Bundle datastream fetches can be scheduled in two ways:

  • Smart schedule

    With smart schedule, data is fetched when all source datastreams are up to date.

    Smart schedule fetches are triggered only by scheduled fetches in the source datastreams, which helps you to further automate data collection.

    Smart schedule can be enabled only when all source datastreams run on the same schedule and for the same time range.
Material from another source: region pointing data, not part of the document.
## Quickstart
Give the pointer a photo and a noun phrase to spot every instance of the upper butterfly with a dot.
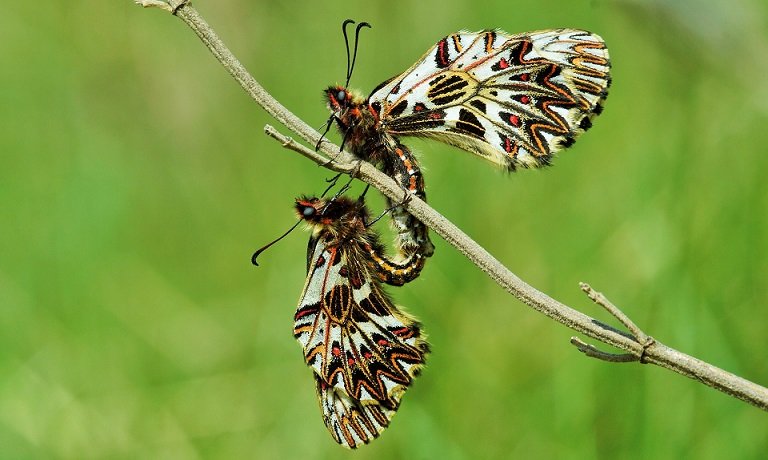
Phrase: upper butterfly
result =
(512, 99)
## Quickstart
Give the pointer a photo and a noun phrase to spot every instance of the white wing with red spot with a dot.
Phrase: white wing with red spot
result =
(363, 350)
(512, 99)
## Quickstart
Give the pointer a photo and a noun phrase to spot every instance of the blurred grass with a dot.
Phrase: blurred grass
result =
(136, 182)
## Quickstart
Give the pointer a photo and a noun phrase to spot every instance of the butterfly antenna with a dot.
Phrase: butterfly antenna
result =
(346, 44)
(332, 181)
(265, 247)
(354, 54)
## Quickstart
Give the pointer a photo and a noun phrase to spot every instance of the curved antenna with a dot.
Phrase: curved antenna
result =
(354, 54)
(265, 247)
(346, 44)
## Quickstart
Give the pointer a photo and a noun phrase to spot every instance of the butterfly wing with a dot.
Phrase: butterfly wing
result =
(363, 350)
(350, 422)
(512, 99)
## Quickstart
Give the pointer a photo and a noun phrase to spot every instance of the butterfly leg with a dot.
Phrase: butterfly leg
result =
(413, 234)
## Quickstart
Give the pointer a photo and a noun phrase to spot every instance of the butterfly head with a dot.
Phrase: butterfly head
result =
(337, 215)
(345, 105)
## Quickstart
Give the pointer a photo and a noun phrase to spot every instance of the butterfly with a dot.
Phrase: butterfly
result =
(514, 100)
(363, 350)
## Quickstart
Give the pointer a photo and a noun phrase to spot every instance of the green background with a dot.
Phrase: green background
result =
(135, 182)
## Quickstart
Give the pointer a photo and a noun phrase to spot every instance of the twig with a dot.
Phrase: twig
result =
(638, 345)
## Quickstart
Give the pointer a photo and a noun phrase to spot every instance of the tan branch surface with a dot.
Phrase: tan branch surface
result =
(637, 345)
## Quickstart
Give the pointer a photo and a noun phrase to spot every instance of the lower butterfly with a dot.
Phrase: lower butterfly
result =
(363, 350)
(514, 100)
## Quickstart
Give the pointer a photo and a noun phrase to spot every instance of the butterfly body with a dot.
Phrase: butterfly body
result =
(514, 100)
(363, 350)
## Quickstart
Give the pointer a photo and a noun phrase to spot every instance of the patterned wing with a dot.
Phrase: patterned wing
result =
(512, 99)
(363, 350)
(350, 422)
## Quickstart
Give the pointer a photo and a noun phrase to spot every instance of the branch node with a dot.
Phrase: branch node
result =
(593, 352)
(600, 299)
(649, 342)
(171, 6)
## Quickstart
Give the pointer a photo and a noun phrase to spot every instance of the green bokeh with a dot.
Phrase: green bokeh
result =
(135, 181)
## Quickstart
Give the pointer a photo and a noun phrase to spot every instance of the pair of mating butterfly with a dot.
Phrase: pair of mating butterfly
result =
(512, 99)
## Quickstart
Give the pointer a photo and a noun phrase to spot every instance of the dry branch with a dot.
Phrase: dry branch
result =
(637, 345)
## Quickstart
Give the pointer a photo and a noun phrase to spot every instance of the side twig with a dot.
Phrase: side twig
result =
(639, 346)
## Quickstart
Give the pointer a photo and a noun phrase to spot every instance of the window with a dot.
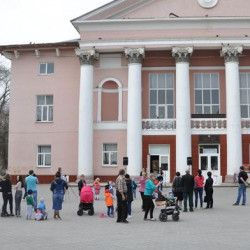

The Bundle fetch will start when all source fetches for the same time range are completed.

    For example, if 2 source datastreams are scheduled to perform fetches every day for the previous day, the Bundle datastream with smart schedule will fetch data every day after both source fetches are completed.

    To check the schedules of the source datastreams, click Source datastream image3 in the schedule configuration window.

    image4

    Example of the smart schedule configuration window.

  • Standard schedule

    With the standard schedule, data is fetched based on your schedule.

Configuring Bundle’s Data Mapping options#

Bundle has the ability to apply Data Mapping when combining multiple data extracts into a single file. When configuring the Bundle connector, select the Apply Data Mapping checkbox to apply Data Mapping.

Set up Data Mapping on the individual datastreams before running Bundle to combine the data extracts.

If Data Mapping is to be applied during the data extract file combination, the following will occur:

  • Mapped columns from different datastreams are combined into a single column. For example, the mapped columns of campaignName, campaign and ga:campaign from three separate datastreams are combined into the single column of campaign_name.

  • Two new columns are added to the Bundle data extract file, these are as follows:

    • dt_datastream_name - This is the name given to the datastream. For example, Facebook Ads Insights - Q4 2020.

    • dt_datasource - This is the name of the data source. For example, Facebook Ads Insights.

The Apply Data Mapping feature is optional. If the Apply Data Mapping checkbox is not selected then all the columns in the multiple data extracts are displayed with their original names in the combined data extract.

Data extract creation and scheduled dates#

A data extract creation date is not the same as the scheduled date. For example, data extract with a date range of 2021-03-01 to 2021-03-10 fetched on 2021-04-01.

  • The data extract creation date is 2021-04-01.

  • The data extract scheduled date is 2021-03-01.